По рынку ходил, улочками бродил, «стрелял» курить, выспрашивал, любознательно заводил разговоры, мыслями примерялся, — вспоминая свою начальную роту под горящим Харьковом. Где из 170 красноармейцев, было только 43 городских, остальные — родная и забитая, полуграмотная и безропотная беспартийная деревня! Впоследствии, — вся выбитая при взятии знаменитого «тракторного». А сколько было в его фронтовой жизни этих рот и «тракторных», где количеством, и результатами ничего не менялось, до того страшного взрыва, до ампутации…               

Двигался домой быстро, обходя сплошной жирной грязи, — глубокие рытвины, канавы, лужи, грызя пряник, неся бумажный кулёк деткам, не отпуская от себя пережитое сборище, угрозы, меж собой деловые разговоры. Мог взять лошадь, ноги пожалеть, но селяне «Ваньку» знают: «Фронтовик, скорей колхоз и лошадку пожалеет, чем себя! В дело её пустит, общему делу поможет!»

Откатила пьяная память вновь к собранию, где как всегда, уже привычно хвалили колхоз имени Ленина. Красномордый Жгун, лупоглазый крепыш, не бывавший на фронте, бывший руководитель заготовительной артели, направленный партией на отстающий колхоз, говорят, сделал его передовым.

А как удалось это, только в этот раз, в пустом районном парке, под сосной, на лавочке, рядом с бюстом Ленина, обгаженного голубями и воронами, проявилась правда. За нехитрой закуской, за бутылочкой, всё от того же председателя, от Мишки… Палыча, — его северо-восточного соседа, такого же вынужденного бедняка как Иван, прибывающий в вечных долгах перед настырным государством услышал голую истину.

Оказалось, ушлый «заготовщик», вместо того чтобы лицом сразу повернутся к землям и колхозникам, вникнуть в их нужды, стал первоочерёдно налаживать «переправы и мостки» с «районными», с тем, от кого зависит его судьба, в целом колхоза.

Одному ответственному лицу, — молочка, да сметанки, другому, — жареного поросёнка к юбилею.

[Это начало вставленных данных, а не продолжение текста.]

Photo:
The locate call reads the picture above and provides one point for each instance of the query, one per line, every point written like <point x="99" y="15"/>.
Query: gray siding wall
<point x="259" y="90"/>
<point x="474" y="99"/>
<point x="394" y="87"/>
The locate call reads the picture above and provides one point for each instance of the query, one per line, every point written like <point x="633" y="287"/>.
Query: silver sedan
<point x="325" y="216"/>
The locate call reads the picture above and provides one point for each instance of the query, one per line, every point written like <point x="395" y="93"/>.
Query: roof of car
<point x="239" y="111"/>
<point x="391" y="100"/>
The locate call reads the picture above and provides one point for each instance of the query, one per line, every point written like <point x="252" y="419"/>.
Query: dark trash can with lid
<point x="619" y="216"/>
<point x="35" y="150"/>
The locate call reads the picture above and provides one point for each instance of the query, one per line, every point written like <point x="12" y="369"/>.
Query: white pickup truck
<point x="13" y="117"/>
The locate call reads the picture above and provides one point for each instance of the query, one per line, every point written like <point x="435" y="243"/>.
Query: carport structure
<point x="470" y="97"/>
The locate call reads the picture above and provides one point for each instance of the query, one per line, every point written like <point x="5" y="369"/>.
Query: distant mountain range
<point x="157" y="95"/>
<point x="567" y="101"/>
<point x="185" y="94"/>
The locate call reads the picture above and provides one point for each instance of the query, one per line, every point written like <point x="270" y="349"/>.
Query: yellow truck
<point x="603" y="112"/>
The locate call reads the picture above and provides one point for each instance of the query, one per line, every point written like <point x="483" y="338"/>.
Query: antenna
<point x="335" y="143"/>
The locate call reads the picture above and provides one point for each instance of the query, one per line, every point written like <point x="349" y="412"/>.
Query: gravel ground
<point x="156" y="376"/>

Третьему, в ларь, ночью полно отсыплет дармовой муки, туеска три ягодки, грибочков, сбитого маслица кусок. В округе голодность, полное психическое расстройство, а Жгуну всё боком, всё мимо! После всякого забива, всякая свежатинка обязательно попадёт к тому, кто сидит и рулит выше.

Как рассказчик говорил, разливал, смеялся: оказалось в том образцовом кабинете, рядом с нормами и показателями, большими буквами указаны даты появления на свет всего главного партийного и хозяйственного «крыла» района.

Каждому, непременно, с утречка позвонит, поздравит, поблагодарит, об их продуктовых нуждах поинтересуется, непременно поможет. На полях рабочих рук не хватает, а он их в тайгу направит, чтобы дров на зиму главному милиционеру района заготовили, накололи, привезли. За одно, кедрач встряхнули! Ведёрками да кулёчками, начальничьим деткам, шелушенные зернышки и раздаст. Витаминки всё же! Какой чиновник перед такой любовью и заботой устоит!? Колхозники и траву пожуют, перебьются, привычно выживут!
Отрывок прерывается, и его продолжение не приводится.